Protected areas such as national parks and game reserves bring a lot of revenue to the country, but what are communities around the reserves saying about their benefits? I explore in the first of these series.
Every morning, Chimwemwe Sindi, 70, from Galafa, a major centre in Mwanza, walks out of his hut and sits under a mango tree to bask in the sun. He has been doing this since stroke affected his left leg 15 years ago.
As he gazes at the green forests in the northern part of Majete Game Reserve, Sindi recalls how his family lost the land they relied on for farming some years ago.
“My parents had about three hectares of land and we lost it all to the game reserve. What I remember is that government officials came and declared the place protected. They told us the land is being earmarked for various projects in support of game reserve designed to benefit us,” recalls Sindi.
He says his parents resorted to borrowing land during the farming season and sharing the harvest with the land owner.
“We just adopted this when we were growing up and up to date, except for a small piece of land outside my house, I do not have land for farming. If we cannot borrow land, then we have to buy maize throughout the year,” says Sindi, adding that his health problem compounded his poverty.
But the father of six not only lost his land to the game reserve but could also not access the forest’s game through hunting. Neither would he collect firewood from the now protected reserves.
“Our only hope was to see what government would do for us as they promised,” says Sindi, who says among many others, they were told that turning the forest into a game reserve would not only create jobs and bring money, but also development.
Galafa is located about 500 metres away from the game reserve, but Sindi argues that there is nothing they have benefitted from living close to the tourist attraction centre.
“As you raise and move your head from one direction to another while travelling on a bumpy and gullied road cutting through villages, you can hardly single out development features as most public infrastructure are archaic. Most areas have no schools and most pregnant women and those seeking under-five health services, walk long distances to access them.
“This is why in the late 1990s people started encroaching the forest again, cutting trees and poaching merciless because we did not get what we were promised and it is the same story today with AP [African Parks, who are managing the parks now], there is little achieved on the promises ,” claims Sindi.
Kamiza Faela, an extension officer in the area, agrees that most developmental projects in the area are a result of successful farming.
“There is serious poverty in the area and the few who have managed to construct modern houses are serious farmers. Indisputably, communities surrounding the park are underdeveloped,” he argues.
Faela claims AP promised the community a lot of projects, but added that it is too early to start pointing fingers at them because areas expected to benefit are many.
The park’s booklet shows that the majority of the population around the park lives below the poverty line and survives on less than a dollar per day.
Majete Game Reserve is one of the country’s biggest tourist attraction centres.

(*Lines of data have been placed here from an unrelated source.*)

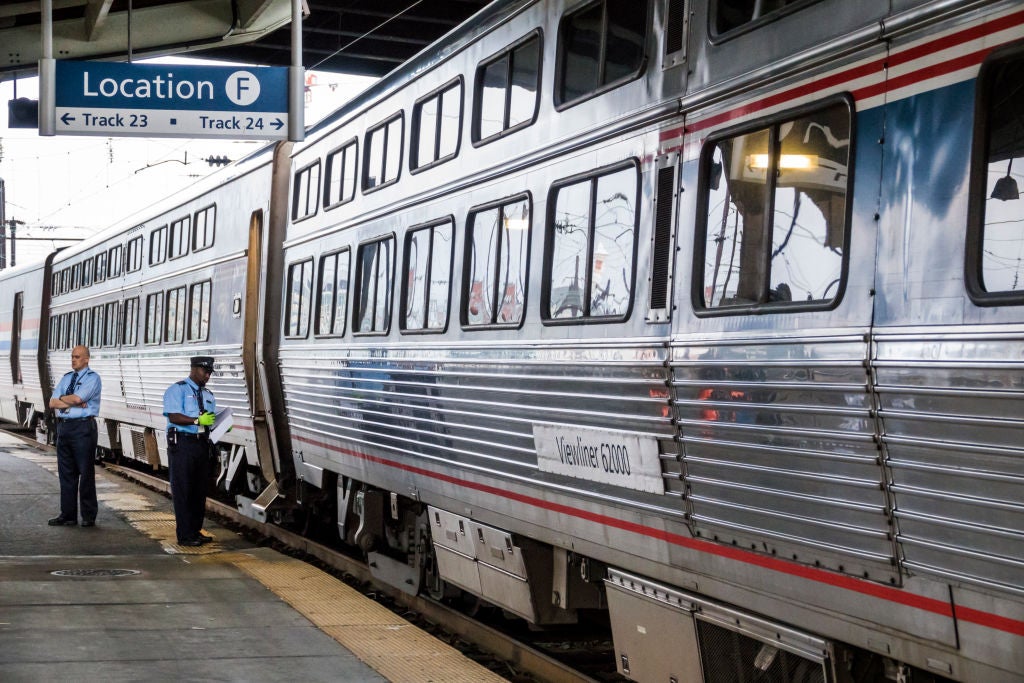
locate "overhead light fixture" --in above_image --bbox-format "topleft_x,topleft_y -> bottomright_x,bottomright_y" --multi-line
991,158 -> 1020,201
746,154 -> 819,170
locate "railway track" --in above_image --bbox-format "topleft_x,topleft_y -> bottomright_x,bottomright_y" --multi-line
2,427 -> 609,683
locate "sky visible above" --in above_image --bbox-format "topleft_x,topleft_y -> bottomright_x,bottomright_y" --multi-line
0,57 -> 374,267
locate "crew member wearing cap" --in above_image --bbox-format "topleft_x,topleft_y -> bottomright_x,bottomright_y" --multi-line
163,356 -> 218,547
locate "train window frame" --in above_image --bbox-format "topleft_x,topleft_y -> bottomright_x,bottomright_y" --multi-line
82,257 -> 93,288
709,0 -> 823,44
125,235 -> 144,273
68,310 -> 81,347
122,297 -> 139,346
401,217 -> 455,334
461,193 -> 532,330
411,77 -> 464,173
103,301 -> 119,347
324,139 -> 359,210
193,205 -> 216,252
472,31 -> 542,146
168,216 -> 191,261
108,244 -> 123,278
541,162 -> 641,325
187,280 -> 212,342
292,160 -> 321,222
362,112 -> 404,194
284,258 -> 314,339
164,286 -> 187,344
149,225 -> 168,266
691,95 -> 854,316
70,263 -> 81,291
144,292 -> 163,345
314,248 -> 351,338
51,272 -> 61,297
91,304 -> 105,348
61,268 -> 70,293
965,41 -> 1024,306
94,251 -> 107,283
353,234 -> 396,336
554,0 -> 649,111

It is surrounded by four districts of Chikwawa, Neno, Blantyre and Mwanza and accommodates the big five animals namely, elephant, lion, leopard, rhino and buffalo, among others.
However, according to a park’s booklet, by 2000 there was none of the big five animals in the park, there was heavy deforestation with most indigenous trees cut, the infrastructure was dilapidated and the park turned to a zero-tourism centre.

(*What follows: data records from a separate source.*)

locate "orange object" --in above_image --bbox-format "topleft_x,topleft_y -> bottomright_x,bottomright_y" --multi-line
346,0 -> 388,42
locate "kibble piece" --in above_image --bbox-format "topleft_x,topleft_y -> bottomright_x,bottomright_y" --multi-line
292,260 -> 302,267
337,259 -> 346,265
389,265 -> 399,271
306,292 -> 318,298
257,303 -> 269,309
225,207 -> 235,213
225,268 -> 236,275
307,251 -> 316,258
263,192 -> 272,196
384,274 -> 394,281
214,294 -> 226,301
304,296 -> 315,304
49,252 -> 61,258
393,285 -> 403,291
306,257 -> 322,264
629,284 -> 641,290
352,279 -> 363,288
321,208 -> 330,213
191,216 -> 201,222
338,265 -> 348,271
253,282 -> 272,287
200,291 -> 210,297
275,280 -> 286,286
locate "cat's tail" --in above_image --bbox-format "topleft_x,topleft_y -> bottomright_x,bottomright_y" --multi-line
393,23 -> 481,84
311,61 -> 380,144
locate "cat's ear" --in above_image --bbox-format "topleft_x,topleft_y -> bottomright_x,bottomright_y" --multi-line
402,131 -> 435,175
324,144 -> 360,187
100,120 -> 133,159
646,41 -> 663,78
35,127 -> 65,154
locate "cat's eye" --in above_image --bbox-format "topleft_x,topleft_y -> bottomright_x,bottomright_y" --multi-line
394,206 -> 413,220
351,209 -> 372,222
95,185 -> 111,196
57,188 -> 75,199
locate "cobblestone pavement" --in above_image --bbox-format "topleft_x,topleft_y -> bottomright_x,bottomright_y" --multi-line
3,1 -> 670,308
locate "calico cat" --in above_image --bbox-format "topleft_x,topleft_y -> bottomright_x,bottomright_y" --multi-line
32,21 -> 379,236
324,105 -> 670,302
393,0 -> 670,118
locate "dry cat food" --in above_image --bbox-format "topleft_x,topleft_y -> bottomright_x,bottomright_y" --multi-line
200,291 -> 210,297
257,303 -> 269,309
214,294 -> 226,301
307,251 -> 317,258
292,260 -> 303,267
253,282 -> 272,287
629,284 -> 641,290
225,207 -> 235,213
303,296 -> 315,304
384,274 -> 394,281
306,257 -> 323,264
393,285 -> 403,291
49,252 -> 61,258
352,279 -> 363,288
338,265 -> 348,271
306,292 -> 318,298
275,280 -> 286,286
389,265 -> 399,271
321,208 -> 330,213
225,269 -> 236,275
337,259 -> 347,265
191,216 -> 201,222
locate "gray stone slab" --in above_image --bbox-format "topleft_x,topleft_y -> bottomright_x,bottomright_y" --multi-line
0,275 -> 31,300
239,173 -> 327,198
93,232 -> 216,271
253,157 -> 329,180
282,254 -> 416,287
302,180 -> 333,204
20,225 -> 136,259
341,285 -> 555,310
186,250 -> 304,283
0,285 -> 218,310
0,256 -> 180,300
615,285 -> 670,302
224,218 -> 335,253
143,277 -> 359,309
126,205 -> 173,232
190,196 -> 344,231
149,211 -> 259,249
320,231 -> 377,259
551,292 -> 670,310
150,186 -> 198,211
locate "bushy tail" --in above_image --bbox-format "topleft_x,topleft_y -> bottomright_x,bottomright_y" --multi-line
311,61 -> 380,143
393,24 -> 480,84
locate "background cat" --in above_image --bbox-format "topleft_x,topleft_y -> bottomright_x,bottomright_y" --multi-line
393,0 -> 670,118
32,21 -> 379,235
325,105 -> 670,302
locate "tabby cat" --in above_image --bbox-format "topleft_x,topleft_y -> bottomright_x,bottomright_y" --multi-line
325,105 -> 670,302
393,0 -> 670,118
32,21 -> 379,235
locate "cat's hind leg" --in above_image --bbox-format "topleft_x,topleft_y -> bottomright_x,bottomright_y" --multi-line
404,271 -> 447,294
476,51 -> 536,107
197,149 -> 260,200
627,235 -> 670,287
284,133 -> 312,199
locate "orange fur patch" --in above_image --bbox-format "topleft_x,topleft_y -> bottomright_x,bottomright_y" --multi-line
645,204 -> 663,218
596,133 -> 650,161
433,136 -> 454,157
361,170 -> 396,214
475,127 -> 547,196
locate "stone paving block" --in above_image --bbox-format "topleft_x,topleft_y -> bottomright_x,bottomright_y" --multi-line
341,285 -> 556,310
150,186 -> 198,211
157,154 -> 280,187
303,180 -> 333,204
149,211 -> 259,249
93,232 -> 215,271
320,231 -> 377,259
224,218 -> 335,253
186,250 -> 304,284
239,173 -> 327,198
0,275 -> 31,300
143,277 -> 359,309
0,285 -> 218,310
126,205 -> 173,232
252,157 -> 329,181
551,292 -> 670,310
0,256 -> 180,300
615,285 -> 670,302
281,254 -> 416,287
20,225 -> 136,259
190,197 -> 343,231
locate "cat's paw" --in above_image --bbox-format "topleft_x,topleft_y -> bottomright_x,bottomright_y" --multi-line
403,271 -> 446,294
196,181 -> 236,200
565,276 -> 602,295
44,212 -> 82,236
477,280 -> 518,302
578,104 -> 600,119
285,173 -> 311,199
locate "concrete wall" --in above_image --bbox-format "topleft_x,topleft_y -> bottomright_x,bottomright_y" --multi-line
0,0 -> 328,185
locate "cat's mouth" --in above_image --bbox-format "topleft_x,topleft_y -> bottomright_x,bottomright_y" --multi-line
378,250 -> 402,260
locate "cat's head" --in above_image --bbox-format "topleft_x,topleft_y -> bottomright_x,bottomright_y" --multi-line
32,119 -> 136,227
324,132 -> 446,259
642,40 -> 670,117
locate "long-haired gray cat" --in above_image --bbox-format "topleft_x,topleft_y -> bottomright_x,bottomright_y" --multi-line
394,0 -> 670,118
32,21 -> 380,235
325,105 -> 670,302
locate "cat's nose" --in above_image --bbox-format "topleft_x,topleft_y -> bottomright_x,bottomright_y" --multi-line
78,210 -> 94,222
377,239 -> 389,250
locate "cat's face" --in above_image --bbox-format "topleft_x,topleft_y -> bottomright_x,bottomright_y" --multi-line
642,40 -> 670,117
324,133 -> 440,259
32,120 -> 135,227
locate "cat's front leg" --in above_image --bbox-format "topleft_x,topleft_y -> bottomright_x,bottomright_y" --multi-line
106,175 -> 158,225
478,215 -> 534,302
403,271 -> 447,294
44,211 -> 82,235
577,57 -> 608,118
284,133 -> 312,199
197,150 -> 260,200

“Nobody complained because most people do not understand what a protected park can do to them,” says Faela.
When government partnered AP in 2003 to restore the park, there was huge resistance from the people in the surrounding areas. The conflict between the two forced AP to pledge more to the community.

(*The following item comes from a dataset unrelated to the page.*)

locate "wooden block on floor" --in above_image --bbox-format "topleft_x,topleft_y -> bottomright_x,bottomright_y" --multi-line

“It was not easy to convince the people, but we are happy that gradually, they understood us and are now supporting our cause,” says Samuel Kamoto, AP community extension and education manager.
Today, as AP celebrates 10 years of successfully restoring the park and bringing back the big five and others, constructing new infrastructure, a 400 kilometre road network in the park and a perimeter fence, some people within surrounding communities feel they have not yet benefitted.
Kamoto admits that some people feel they are not benefiting from the park, but says a lot has been done on the ground.
“We know that the park cannot exist without the goodwill of the community and what we are doing is not corporate social responsibility, but is a system aimed at helping the park survive and grow big while helping the communities to develop,” he says.
Kamoto says they have created 19 community-based organisations (CBOs) run by 140 people and serving 85 villages close to the park.
He adds that, the CBOs operate under the umbrella body called Majete Wildlife Association to support the people in the communities through projects.
“We came up with an approach that addresses the will of the communities and the CBOs give the communities a chance to voice out their will. They are actually key players in the activities of the CBOs. Our role is to help them generate income, have access to schools, health, arts and culture, among others,” says Kamoto.